Décidément, , petit caïd du 9-3, ne peut pas s’empêcher de faire parler de lui : déclarations tapageuses et quasi insultantes à l’égard de Valérie Pécresse lors de la dernière campagne des régionales, qu’il a magistralement perdues ; gestionnaire calamiteux, et probablement peccamineux, de son département, au point que le parquet de Bobigny a ouvert une enquête contre X ; farouche opposant à l’idée que l’on sache ce qu’il possède, incluant, dans ce secret, sa somptueuse maison de Seine-Saint-Denis. Bref, ce monsieur ne semble vivre que du bruit qu’il entretient autour de sa petite personne.

Il se trouve que le ci-devant président de l’Assemblée nationale – car il ne vous a pas échappé que, même battu aux régionales, Bartolone a retrouvé son perchoir et son fromage – a un frère, prénommé Renato. Ce Renato tient, depuis des lustres, un restaurant italien en plein cœur du VIe arrondissement, dont on dit qu’il est la cantine du PS tant les éléphants du parti ont coutume de s’y retrouver pour refaire le monde. Eh bien, comme n’importe quel prince héritier d’Arabie, le gargotier Renato vient d’être décoré. Alléluia ! Une étoile au Michelin ? Vous n’y êtes pas. Un article dans 3 Étoiles Magazine ? Encore raté ! Le grigri, c’est l’ordre du Mérite, rubrique « Économie nationale ». Le motif ? Avoir vendu des pizzas et des osso-buco pendant trente-quatre ans. Si vous allez imaginer que la double circonstance de se nommer Bartolone et de remplir la panse des caciques du PS a eu une quelconque influence sur l’octroi de cette médaille, c’est vraiment que vous avez mauvais esprit. La République a ses valeurs, avec lesquelles on ne transige pas ! Non, mais !

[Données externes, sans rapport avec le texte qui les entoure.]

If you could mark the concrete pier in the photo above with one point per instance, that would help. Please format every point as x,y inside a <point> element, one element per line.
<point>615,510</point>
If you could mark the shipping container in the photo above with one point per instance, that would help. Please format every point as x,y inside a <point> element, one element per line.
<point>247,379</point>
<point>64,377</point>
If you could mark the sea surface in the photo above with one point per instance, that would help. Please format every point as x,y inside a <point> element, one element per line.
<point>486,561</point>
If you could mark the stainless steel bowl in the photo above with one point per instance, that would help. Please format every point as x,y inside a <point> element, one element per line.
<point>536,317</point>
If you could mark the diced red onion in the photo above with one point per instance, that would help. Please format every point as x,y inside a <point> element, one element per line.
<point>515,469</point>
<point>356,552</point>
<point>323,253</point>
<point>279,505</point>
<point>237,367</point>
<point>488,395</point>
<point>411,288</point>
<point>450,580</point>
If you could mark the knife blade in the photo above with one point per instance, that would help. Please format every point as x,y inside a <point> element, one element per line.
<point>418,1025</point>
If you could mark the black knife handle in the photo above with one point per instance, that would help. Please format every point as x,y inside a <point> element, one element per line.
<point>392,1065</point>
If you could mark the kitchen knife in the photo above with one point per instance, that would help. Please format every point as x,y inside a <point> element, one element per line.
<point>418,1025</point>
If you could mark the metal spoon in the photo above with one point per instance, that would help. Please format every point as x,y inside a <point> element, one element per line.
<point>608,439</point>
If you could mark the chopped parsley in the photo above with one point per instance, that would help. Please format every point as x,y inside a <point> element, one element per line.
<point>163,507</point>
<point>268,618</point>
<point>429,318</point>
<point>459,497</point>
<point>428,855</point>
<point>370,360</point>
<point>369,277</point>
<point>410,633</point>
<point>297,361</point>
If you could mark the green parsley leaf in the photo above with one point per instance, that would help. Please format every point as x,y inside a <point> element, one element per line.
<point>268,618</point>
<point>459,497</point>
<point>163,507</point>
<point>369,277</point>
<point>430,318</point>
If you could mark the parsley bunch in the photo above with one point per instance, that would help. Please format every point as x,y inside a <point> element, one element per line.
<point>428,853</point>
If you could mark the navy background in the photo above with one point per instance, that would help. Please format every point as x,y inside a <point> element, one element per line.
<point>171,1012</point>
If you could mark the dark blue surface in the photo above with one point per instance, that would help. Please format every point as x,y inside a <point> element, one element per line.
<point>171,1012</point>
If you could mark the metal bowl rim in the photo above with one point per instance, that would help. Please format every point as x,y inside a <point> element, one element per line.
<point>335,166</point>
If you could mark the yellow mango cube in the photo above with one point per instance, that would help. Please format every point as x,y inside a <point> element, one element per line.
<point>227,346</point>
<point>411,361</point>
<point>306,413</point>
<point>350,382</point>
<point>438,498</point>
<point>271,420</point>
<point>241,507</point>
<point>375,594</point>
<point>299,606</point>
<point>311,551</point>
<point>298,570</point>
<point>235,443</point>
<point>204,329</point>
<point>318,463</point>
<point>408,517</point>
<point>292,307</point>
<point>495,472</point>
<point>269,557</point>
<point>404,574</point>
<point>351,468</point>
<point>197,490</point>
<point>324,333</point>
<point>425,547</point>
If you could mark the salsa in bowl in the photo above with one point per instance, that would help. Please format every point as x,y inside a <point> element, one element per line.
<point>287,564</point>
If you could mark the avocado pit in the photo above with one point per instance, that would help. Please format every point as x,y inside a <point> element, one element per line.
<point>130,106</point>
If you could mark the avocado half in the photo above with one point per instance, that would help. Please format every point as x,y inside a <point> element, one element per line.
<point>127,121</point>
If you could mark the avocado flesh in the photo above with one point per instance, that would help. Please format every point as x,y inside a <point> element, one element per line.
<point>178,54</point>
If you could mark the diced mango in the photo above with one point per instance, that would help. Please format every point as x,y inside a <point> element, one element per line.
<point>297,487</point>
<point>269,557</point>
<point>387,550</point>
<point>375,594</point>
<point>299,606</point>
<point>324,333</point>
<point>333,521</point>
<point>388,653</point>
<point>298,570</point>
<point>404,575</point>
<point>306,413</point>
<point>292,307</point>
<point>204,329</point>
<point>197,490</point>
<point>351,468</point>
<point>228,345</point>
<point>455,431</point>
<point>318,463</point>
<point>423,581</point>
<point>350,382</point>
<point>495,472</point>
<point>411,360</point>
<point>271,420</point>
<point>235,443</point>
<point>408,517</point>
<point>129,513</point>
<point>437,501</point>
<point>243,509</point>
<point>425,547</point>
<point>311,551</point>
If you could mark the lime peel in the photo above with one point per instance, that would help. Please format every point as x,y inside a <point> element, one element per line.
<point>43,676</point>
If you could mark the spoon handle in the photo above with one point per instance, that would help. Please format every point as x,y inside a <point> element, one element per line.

La remise de médaille vient d’avoir lieu. Où ça ? me demanderez-vous. L’endroit le plus adapté aurait été le restaurant du monsieur, que l’on aurait « privatisé » l’espace d’une remise et d’un gueuleton arrosé de chianti et de valpoliccela. On aurait fait venir des joueurs de mandoline coiffés de canotiers autour desquels virevolterait un essaim de jolies Napolitaines : É la festa ! Tout faux ! La cérémonie s’est déroulée dans un palais national, l’hôtel de Lassay, résidence du grand frère, président de l’Assemblée nationale. On nous dit que l’aubergiste a tout payé ; c’est bien la moindre des choses.

Ce qui est déplacé dans cette affaire, c’est que les palais nationaux ne sont pas mis à la disposition de quelques privilégiés pour leurs plaisirs personnels, à la manière des petits marquis de jadis. Ce qui est encore plus choquant, c’est qu’un bistrotier qui a trôné un tiers de siècle derrière son zinc soit considéré comme méritant au point d’en être médaillé. Quid du tourneur-fraiseur qui a passé autant de temps derrière sa machine ? De la femme de salle qui pousse son balai dans les chambres de l’hôpital depuis trois dizaines d’années ? Etc. Si Renato Bartolone, sur son seul activisme, a mérité de l’économie nationale au point de voir fleurir sa boutonnière, alors ils sont des millions dans son cas.

Finalement, le frère Claude pourrait se recycler dans l’organisation de remises de médailles : une manière de « rebondir » après sa probable raclée de 2017.